Just days after the Blitzboks team produced a pure masterclass to clinch the Commonwealth Games gold medal, former sevens superstar Kurt-Lee Arendse will start just his second Test for the Springboks against the All Blacks this Saturday.
Several years ago, such a selection would have been seen as a shock decision, and undoubtedly sent South African rugby followers into a frenzy. Standing at just 1.80m tall, while weighing in around 80kg, Arendse is a quite literal lightweight in a Springbok rugby team renowned for its hulking players and bone-crunching physicality.
Yet, Arendse is a like-for-like replacement for the injured Cheslin Kolbe, and the Bok coaches’ willingness to entrust the diminutive speedster with this starting opportunity is yet another example of a player selection philosophy that no longer has a primary fixation with size and brute strength.
In fact, when the Springboks break down their check list for selection, factors such as work rate, discipline and a so-called ‘warrior spirit’ are so highly valued that the playing field has been unequivocally opened up for all players in South African rugby.
Former sevens players such as Arendse and Kolbe are no longer dismissed as being “too small” for Test rugby, and it’s why we are increasingly seeing stars from the Blitzboks squad turning their attention to 15-man rugby. Think of Kolbe, think of Kwagga Smith, think of Arendse, and it becomes clearer than ever that the door to the Springbok team is open to anyone who produces consistent performances worthy of consideration.
Kolbe in fact once shared a largely unknown – but highly significant – story about the unexpected manner in which he was informed by former head coach Rassie Erasmus that he would be making his Test debut.
The talented wing’s first call-up to the Springboks came before the Australasian leg of the 2018 Rugby Championship, and caught many by surprise, including Kolbe himself.
“Literally my first proper face-to-face chat with coach Rassie was at the hotel reception; I was getting the cable ties cut off my luggage, and he’d just come out of a meeting,” Kolbe told this writer back in 2020.
“He welcomed me to the team, asked me how I was feeling and if there were any injury worries. I told him, ‘Thanks for the opportunity and that I’m 100% fine’. He replied to say if that’s the case I’ll be on the bench for the next game. I stood there and could barely believe it, and was wondering: is this how things happen here with such an open chat?,” Kolbe laughed.
A Test debut off the bench duly followed, but the real heroics would come a week later when he scored a stunning intercept try in the Springboks’ famous two-point win over the All Blacks in Wellington.
And so began Kolbe’s so-called ‘love affair’ of playing in high-profile matches, with the world-class wing having famously scored a sensational try in both the triumphant 2019 Rugby World Cup final and the decisive third Test against the British & Irish Lions in 2021.
No easy task
Replacing a player of Kolbe’s quality is no easy task, but the Bok coaches have had no hesitation in rewarding Arendse for his impressive performance on debut in the second Test against Wales.

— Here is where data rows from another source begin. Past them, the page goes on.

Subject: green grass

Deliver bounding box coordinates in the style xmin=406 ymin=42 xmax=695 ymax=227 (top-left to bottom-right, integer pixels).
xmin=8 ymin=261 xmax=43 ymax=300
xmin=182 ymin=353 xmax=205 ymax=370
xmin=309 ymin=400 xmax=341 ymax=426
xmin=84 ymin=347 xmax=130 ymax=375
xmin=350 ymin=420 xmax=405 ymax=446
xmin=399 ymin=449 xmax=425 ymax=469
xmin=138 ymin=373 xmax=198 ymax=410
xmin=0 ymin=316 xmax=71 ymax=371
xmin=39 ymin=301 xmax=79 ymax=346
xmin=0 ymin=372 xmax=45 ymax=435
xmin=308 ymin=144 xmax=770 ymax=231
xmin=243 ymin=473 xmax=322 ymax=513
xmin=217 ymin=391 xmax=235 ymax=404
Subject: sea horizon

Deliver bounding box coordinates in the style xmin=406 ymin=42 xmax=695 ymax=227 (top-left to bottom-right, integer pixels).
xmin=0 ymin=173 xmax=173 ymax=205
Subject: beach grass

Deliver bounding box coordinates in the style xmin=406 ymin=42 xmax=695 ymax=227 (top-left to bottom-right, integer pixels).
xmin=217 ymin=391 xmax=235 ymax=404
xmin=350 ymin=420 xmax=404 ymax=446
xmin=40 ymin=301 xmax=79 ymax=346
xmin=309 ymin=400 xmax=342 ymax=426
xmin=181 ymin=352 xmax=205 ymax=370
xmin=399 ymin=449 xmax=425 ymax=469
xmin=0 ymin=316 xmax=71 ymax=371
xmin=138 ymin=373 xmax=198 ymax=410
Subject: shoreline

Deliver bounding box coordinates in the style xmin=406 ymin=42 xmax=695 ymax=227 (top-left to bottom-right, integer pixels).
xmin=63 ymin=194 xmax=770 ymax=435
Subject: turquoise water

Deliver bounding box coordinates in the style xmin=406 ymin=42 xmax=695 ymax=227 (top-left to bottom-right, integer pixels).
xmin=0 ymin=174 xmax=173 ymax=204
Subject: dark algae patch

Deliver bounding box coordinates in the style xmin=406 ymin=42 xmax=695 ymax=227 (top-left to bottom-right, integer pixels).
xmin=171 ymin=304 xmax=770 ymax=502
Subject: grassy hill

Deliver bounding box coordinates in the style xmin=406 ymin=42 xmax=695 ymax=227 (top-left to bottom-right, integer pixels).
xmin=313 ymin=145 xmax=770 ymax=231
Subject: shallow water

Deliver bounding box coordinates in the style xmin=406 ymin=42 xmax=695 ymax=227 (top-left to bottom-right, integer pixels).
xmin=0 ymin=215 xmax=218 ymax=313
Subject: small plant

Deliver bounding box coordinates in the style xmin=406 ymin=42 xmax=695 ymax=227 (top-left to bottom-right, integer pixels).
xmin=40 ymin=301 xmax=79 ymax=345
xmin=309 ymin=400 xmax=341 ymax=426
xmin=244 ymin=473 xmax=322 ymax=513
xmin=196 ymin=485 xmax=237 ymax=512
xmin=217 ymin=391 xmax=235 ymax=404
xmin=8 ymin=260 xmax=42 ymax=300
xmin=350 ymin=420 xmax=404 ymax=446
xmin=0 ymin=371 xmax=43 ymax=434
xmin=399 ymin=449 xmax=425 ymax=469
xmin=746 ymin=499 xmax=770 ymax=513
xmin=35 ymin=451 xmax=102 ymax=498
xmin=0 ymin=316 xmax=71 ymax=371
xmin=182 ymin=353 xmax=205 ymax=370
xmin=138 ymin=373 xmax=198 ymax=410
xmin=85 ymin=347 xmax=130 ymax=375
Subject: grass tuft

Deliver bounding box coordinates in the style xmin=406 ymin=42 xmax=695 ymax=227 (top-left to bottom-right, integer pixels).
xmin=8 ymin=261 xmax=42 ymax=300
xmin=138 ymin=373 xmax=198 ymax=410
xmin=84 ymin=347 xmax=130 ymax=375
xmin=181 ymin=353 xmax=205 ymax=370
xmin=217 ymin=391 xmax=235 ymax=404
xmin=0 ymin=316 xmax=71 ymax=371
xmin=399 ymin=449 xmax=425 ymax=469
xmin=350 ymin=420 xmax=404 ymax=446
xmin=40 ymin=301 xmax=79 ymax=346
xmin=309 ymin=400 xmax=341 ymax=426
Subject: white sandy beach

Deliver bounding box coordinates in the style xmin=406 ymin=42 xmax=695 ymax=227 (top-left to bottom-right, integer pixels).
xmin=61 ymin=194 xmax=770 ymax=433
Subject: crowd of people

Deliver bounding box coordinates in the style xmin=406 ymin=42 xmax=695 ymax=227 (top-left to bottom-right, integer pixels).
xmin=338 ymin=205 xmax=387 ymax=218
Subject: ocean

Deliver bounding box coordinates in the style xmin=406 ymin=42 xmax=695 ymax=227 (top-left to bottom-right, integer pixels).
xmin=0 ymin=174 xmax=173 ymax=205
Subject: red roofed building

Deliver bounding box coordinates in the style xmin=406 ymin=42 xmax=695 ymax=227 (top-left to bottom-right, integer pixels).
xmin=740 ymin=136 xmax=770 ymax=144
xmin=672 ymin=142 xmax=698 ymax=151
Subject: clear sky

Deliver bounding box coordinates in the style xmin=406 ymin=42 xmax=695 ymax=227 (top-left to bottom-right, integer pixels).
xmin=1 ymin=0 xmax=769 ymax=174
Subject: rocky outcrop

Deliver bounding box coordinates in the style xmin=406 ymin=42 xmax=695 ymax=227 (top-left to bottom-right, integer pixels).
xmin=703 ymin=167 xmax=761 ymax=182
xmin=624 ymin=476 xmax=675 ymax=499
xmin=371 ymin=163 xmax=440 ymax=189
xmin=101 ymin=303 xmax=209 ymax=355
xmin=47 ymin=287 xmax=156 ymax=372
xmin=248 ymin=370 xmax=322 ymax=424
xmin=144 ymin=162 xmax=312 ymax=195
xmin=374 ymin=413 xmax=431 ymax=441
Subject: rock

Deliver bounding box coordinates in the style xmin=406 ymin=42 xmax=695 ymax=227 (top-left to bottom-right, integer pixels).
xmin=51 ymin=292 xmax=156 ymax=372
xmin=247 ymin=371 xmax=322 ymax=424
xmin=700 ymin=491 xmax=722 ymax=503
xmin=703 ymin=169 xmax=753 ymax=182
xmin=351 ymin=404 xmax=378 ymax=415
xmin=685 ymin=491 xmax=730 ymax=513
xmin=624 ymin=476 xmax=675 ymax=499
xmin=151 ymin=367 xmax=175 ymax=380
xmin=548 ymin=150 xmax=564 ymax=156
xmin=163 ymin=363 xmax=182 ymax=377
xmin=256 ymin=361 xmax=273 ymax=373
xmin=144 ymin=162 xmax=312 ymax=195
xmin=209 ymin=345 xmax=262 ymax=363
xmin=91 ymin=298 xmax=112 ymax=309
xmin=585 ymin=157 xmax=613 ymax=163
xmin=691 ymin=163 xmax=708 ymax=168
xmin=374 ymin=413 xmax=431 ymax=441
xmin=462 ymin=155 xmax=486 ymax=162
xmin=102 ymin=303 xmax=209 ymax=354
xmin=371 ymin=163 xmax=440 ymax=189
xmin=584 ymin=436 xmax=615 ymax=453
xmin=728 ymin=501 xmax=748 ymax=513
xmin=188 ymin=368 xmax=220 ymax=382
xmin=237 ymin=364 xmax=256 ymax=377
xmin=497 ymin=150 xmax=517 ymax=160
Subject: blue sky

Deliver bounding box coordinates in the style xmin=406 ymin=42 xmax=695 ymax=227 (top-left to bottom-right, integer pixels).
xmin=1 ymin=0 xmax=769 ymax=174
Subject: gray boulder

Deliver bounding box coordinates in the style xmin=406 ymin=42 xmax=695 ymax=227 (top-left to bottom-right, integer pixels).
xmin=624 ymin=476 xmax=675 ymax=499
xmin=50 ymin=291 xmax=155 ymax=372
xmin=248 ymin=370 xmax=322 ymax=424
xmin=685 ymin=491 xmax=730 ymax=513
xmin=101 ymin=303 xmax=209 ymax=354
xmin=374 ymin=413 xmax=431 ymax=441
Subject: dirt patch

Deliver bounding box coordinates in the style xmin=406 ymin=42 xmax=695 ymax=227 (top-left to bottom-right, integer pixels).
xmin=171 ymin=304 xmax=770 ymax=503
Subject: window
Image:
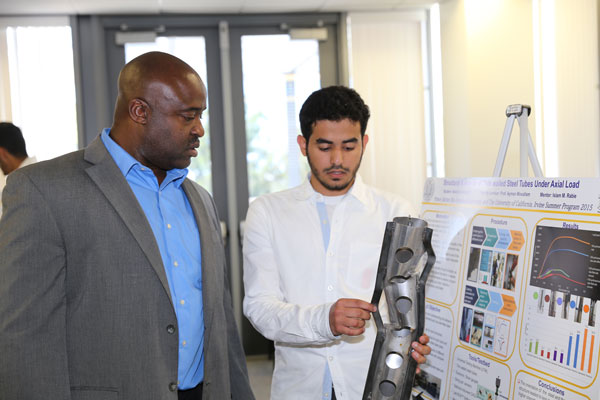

It can’t be forgotten that the 26-year-old was not always an automatic first-choice at the Bulls during the United Rugby Championship, but once again the Boks have a unique outlook when assessing which players will fit into their system.
Last year, another sevens superstar, Rosko Specman, was very much part of the Bok group, while fellow former Blitzboks teammate Seabelo Senatla was also invited to an alignment camp earlier this season.
Meanwhile, Angelo Davids has just completed a remarkable campaign at the Commonwealth Games, scoring 10 tries on the way to helping the Springbok Sevens clinch gold. Suddenly, it’s no longer beyond the realms of possibility to think he could one day follow in the footsteps of Kolbe and Arendse. The same could be said of another sevens star JC Pretorius.
This all speaks to a culture that the Springboks have created where hard work and talent can be valued just as highly as strength and physicality. Players of all shapes and sizes can fit into this Bok team, and it’s the reason why hardly anyone batted an eyelid when Arendse was selected to start this weekend.
The South African rugby status quo and previous size-based selection narrative has well and truly been shaken up by the Springboks’ upper hierarchy over the last few years, and it only serves to reinforce the depth available at international level.